Aku tidak bisa menghindar dan monyet itu mencakar wajahku.

Pada saat itu, aku berteriak kaget, wajahku terasa terbakar dengan rasa sakit. Saat aku mengulurkan tangan untuk menyentuhnya, wajahku bahkan telah berlumuran darah.

"Ada apa?"

Tuan Muda Kelima berjalan terburu-buru, diikuti oleh Joan dan sekelompok orang di belakangnya. Candra juga berada dalam kerumunan itu.

Melihat bekas cakar berdarah yang jelas di wajahku, wajah tampan Tuan Muda Kelima langsung menjadi sangat kesal, "Joan, kamu harus memberiku penjelasan!"

Joan memandang Stella, kemudian memandang monyet dengan ekspresi waspada yang sudah berjongkok di sofa dan bertanya dengan suara seram, "Apa yang terjadi?"

Pelayan itu berlutut hingga mengeluarkan suara gedebuk, "Pak, aku tidak tahu apa yang terjadi. Tuan keempat tiba-tiba marah. Tidak seorang pun yang tahu dia akan mencakar wajah Nona Clara."

Sambil berbicara, pelayan itu melirik Stella. Sementara Stella dengan tenang memainkan kukunya yang indah dan bertatahkan berlian.

"Tuan keempat sangat patuh. Mungkin dia tidak menyukai Nona Clara," kata Stella dengan perlahan sambil mengutak-atik kukunya.

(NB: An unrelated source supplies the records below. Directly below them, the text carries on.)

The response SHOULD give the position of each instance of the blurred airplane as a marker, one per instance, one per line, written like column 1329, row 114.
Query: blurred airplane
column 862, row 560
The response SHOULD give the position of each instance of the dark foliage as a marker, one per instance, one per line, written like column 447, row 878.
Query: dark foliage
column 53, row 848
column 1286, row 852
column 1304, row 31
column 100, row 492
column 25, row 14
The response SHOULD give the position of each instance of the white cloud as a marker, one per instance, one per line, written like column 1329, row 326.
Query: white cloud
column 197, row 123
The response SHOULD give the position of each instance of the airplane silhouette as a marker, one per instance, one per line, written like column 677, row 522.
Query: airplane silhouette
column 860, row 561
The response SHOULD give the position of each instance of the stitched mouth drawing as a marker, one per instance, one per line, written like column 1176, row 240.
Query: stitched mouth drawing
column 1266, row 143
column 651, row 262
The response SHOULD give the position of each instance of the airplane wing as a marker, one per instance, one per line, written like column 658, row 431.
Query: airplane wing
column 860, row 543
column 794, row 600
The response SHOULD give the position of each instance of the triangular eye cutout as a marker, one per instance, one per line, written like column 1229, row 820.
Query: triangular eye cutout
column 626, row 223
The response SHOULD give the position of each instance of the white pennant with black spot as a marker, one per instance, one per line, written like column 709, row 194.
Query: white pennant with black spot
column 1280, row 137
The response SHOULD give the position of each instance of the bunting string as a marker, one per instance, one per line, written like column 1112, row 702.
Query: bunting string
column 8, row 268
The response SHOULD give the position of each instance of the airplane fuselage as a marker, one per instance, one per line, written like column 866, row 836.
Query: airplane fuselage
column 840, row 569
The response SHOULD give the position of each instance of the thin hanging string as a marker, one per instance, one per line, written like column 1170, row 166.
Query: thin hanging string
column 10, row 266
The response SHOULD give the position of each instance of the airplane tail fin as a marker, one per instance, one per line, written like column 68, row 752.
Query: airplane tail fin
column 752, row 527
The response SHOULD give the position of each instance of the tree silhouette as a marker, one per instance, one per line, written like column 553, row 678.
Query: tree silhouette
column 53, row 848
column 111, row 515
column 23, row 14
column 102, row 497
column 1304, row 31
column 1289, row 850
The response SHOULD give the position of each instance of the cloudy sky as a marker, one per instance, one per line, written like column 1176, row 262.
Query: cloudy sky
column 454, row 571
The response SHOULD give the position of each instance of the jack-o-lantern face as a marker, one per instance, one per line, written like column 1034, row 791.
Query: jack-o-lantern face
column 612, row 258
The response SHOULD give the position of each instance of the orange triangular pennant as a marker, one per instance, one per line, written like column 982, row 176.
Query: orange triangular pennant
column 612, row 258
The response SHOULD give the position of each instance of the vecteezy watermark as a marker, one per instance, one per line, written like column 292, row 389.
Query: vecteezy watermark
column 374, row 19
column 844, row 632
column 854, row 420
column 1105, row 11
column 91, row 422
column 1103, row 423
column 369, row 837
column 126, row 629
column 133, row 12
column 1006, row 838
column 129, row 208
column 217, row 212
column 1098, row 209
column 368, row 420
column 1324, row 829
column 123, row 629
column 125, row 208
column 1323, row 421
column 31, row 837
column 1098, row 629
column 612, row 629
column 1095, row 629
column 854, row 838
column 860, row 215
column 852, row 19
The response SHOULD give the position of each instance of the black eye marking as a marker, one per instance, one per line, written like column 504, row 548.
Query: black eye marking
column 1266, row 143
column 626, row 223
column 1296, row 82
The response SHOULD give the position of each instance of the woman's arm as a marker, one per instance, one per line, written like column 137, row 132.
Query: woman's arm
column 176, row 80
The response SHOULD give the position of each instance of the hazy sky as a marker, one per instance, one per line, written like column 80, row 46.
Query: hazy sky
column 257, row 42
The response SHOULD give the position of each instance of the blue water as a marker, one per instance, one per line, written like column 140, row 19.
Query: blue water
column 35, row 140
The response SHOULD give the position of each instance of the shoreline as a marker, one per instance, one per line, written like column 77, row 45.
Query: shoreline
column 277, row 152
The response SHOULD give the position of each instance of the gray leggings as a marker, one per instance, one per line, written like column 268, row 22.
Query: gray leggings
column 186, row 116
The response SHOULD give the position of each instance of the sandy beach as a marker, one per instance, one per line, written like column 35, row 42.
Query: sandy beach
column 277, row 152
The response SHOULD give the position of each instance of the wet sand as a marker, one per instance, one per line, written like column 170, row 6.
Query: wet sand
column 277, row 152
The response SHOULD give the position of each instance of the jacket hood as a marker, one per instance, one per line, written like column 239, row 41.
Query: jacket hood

"Ya, ya." Pelayan itu dengan cepat setuju.

Joan menginstruksikan pria berpakaian hitam di sampingnya dengan suara nyaring, "Bunuh monyet ini dan beri makan tuan ketiga!"

"Tunggu!"

Aku menutupi wajahku yang terbakar dengan satu tangan dan berkata dengan dingin, "Aku tidak percaya monyet itu akan menyerangku karena dia tidak menyukaiku. Aku lebih percaya seseorang memerintahkannya untuk melakukannya."

Aku sedang berbicara dengan Joan, tapi aku menatap Stella dengan dingin. Jika aku tidak salah lihat, saat dia datang tadi, dia memasukkan sesuatu ke dalam mulut monyet.

Stella adalah adik Joan. Dia pasti akrab dengan monyet ini. Dia memberi makan makanan kesukaan monyet itu dan berbisik untuk memerintahkannya untuk mencakar wajahku. Hal ini bukan tidak mungkin.

"Benar kata wanitaku. Kak Joan harus meminta seseorang untuk membelah perut monyet itu untuk melihat apakah ia memakan sesuatu yang tidak boleh dimakan."

Wajah Tuan Muda Kelima memerah, tapi dia menahan amarahnya. Monyet itu tidak akan menyerang orang tanpa alasan kecuali seseorang yang memerintahkannya. Monyet ini mencakar wajahku, hal ini seperti memukul telah wajah Tuan Muda Kelima, kemarahan Tuan Muda Kelima sudah dapat dibayangkan.

Joan juga sangat kesal. Dia baru saja memberi mutiara yang tak ternilai kepada "Wanita Tuan Muda Kelima" hanya untuk menyenangkan Tuan Muda Kelima, tetapi monyet ini malah mencakar wajahku.